嚆矢濫觴 Part 11
太陽はすっかり沈み、足場の悪い廃墟と化したビルの一角は星見に最適な場所となった。しかし、そんな空明かりに目をくれず、一行はシッチャカメッチャカになった現場を眺めて苦笑いをしていた。
「しかし、ここを一体どうしたものか」
と炭人は言いながらタバコを取り出して火を付けた。
「本といえば我々の依頼を引き受けたために被害を受けたのだから、我々の方から全額出資して差し上げます」
と嵩音。
「いえいえ、こちらも、経費の面では全く困っていないのでお気になさらず」
と炭人。
「そんなことを仰らずに、以前と比べて歳入も減ったであろうし、我々が全額負担しますよ。あ、序に業者も我々が手配しますよ」
「いえいえ、我々には拘りがあるのでそちらも自分たちで何とかしますよ」
「そんなことを仰らずとも、我々が全てを元通りにしますよ。工事が終わるまで、臨時の事務所の場所も提供しますよ」
「そんな必要はない。ここは最上階に位置している。突然の攻撃で下の事務所が多分出ていくから我々はそこを使います。何も、このビルは我々が所有しているのだから問題はない」
「そんなことを仰らずとも、序にこのビルをリフォームして、誘致もしてあげますからここは我々に任せてください」
「本といえばあなた方は客という立場だったし、我々のことは失敗する必要など全くないさ。

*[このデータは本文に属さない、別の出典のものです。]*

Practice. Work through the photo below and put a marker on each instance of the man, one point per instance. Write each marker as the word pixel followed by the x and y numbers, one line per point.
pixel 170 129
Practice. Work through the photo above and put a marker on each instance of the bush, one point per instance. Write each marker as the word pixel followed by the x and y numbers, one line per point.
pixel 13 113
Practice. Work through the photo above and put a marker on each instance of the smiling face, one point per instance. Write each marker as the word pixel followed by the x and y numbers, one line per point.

それなのに先程は助けて頂いたことだしこれ以上迷惑を掛けても悪いさ」
「そんな遠慮なさらずとも、むしろこれからは協力者として、我々の方こそ迷惑を掛けるのだから」
「一体いつまで続けるつもりなんだ、どっちかとっとと折れろよ」
若干キレ気味にマグナスが言った。炭人から吐かれるタバコの煙は天の川のように漂った。数秒間の沈黙の後、先に破ったのは炭人だった。
「ではお願いします」
「了解です」
透かさず嵩音は答えた。炭人はもう一度タバコを吸って、煙を吐いた。すると物陰から夜鳥が出てきて大声を出した。
「というか未成年がタバコを吸っちゃだめだろうが!」
「「とっとと着替えろ」」
鋭い目付きで炭人と嵩音は振り返った。夜鳥はビビってすぐに引っ込んだ。
「それに僕は未成年ではないぞ。何ならあんたより年上かもしれないぞ」
と炭人。嵩音はすぐさま否定した。
「それはないぞ、あいつは人類誕生以前から居たから」
炭人はもう一服した。
「キュープラムスの他に1万年以上生きている者をお目にかかるのは初めてだな」
「まあ、あなただってそのくらいでしょうけどね。多分私がこの中で最も若い自信があるけど」
と嵩音。炭人は質問した。
「ほう、何歳だい?」
「そうね、ちゃんとは数えていないけど、95歳くらいかな」
再び煙が炭人の口から立ち上った。
「95か、やっぱり若いね」
「いやどう考えてもおかしいでしょ、こんな皺もなくぴんぴんな体して!」
と夜鳥。
「「さっさと着替えろよ老害が」」
炭人と嵩音はもう一度鋭い目付きで振り向いたので、またしても夜鳥は引っ込んだ。ちなみに嵩音は嘘を吐いていない。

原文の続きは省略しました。